Incentivos fiscais e gastos públicos: um peso e duas medidas
A crise fiscal que corre o estado de Mato Grosso, responsável pelo escalonamento do salário dos servidores públicos estaduais e suspensão do pagamento da RGA, trouxe à tona – ainda bem - discussões sobre a pertinência e adequação dos benefícios fiscais concedidos, especialmente no âmbito do PRODEIC.
Na literatura econômica, benefícios fiscais são também denominados de gastos tributários indiretos.
Favoráveis ou contrários ao incentivo fiscal, argumentos existem para ambos os lados, mas uma coisa deveria ser unanimidade: a necessidade de um controle efetivo, sério, capaz de medir resultados e proporcionar lisura e transparência ao processo.
Estima-se (de modo precário) uma renúncia fiscal para 2019 de R$ 3.44 bilhões, semelhante ao montante a ser destinado à educação, de R$ 3.49 bilhões.
Porém, há uma diferença entre o nível de controle exercido sobre esses dois gastos.
Quando se contrata um professor ou se adquire uma carteira escolar, qualquer cidadão pode saber para onde foi o dinheiro.
No caso do professor, é possível acessar o diário oficial e ver quem é o servidor nomeado, quanto ganha, quantas horas trabalha ou em que escola leciona. Quando se compra uma carteira escolar, você pode saber quem é o fornecedor, como ele foi selecionado, os dados da licitação, a quantidade e qualidade das carteiras adquiridas e o valor pago.
Entretanto, quando se trata da concessão de benefícios fiscais, não há essa clareza.
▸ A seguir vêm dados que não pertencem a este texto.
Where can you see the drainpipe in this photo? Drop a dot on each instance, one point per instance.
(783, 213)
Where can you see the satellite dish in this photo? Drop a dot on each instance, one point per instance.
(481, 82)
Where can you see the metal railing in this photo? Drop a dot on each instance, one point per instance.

Por quê?
Nenhuma pessoa sensata, com seu próprio dinheiro ou gerindo seu negócio, aceita realizar um investimento às escuras e, assim sendo, o Estado também não deveria.
Saber se o PRODEIC e outros benefícios fiscais atualmente concedidos são vantajosos requer a disponibilidade de informações, como empregos gerados, investimentos realizados e evolução da arrecadação.
A despeito da relevância econômica e social do tema, bem como do impacto que esses incentivos causam nas contas públicas, é nítido que as informações disponibilizadas são sintéticas e um tanto quanto abstratas.
Qual o motivo de não divulgar o quanto cada empresa beneficiada pelo PRODEIC deixou de arrecadar para o Erário, quantos empregos ela gerou e o valor pago em salários e impostos diretos e indiretos? O que justifica não publicar os relatórios de vistoria, cartas consulta e demais documentos de análise dos órgãos estaduais responsáveis pela gestão e fiscalização do programa?
Gastos com pessoal, licitações e convênios merecem o exaustivo crivo da opinião pública e dos órgãos de controle.
Certo.
Mas benesses tributárias concedidas, muitas vezes, a empresas grandes e saudáveis financeiramente, em setores econômicos oligopolistas e com demanda praticamente infinita – com ou sem incentivos fiscais –, não. Aí é necessário “sigilo”.
Sigilo para quê? Para quem? Sob qual justificativa? O interesse público não conta?
Ora, qualquer afirmação não lastreada em dados constitui mero achismo, e decidir o destino de bilhões de reais por ano embasando-se em conjecturas discutíveis é simplesmente irresponsabilidade.
Nesse sentido, alguns trabalhos de órgãos de controle já atestaram que a metodologia utilizada pela SEDEC para apurar o principal chamariz do programa, o número de empregos gerados, é para lá de questionável.
Ficamos na esperança de que a nova CPI da Renúncia Fiscal produza resultados e provoque ações mais efetivas do que as anteriores, em que tudo supostamente foi/seria resolvido para, ao fim e ao cabo, tudo permanecer igual, ou até pior.
Priscila Ferreira é administradora; Fernando Vieira é economista.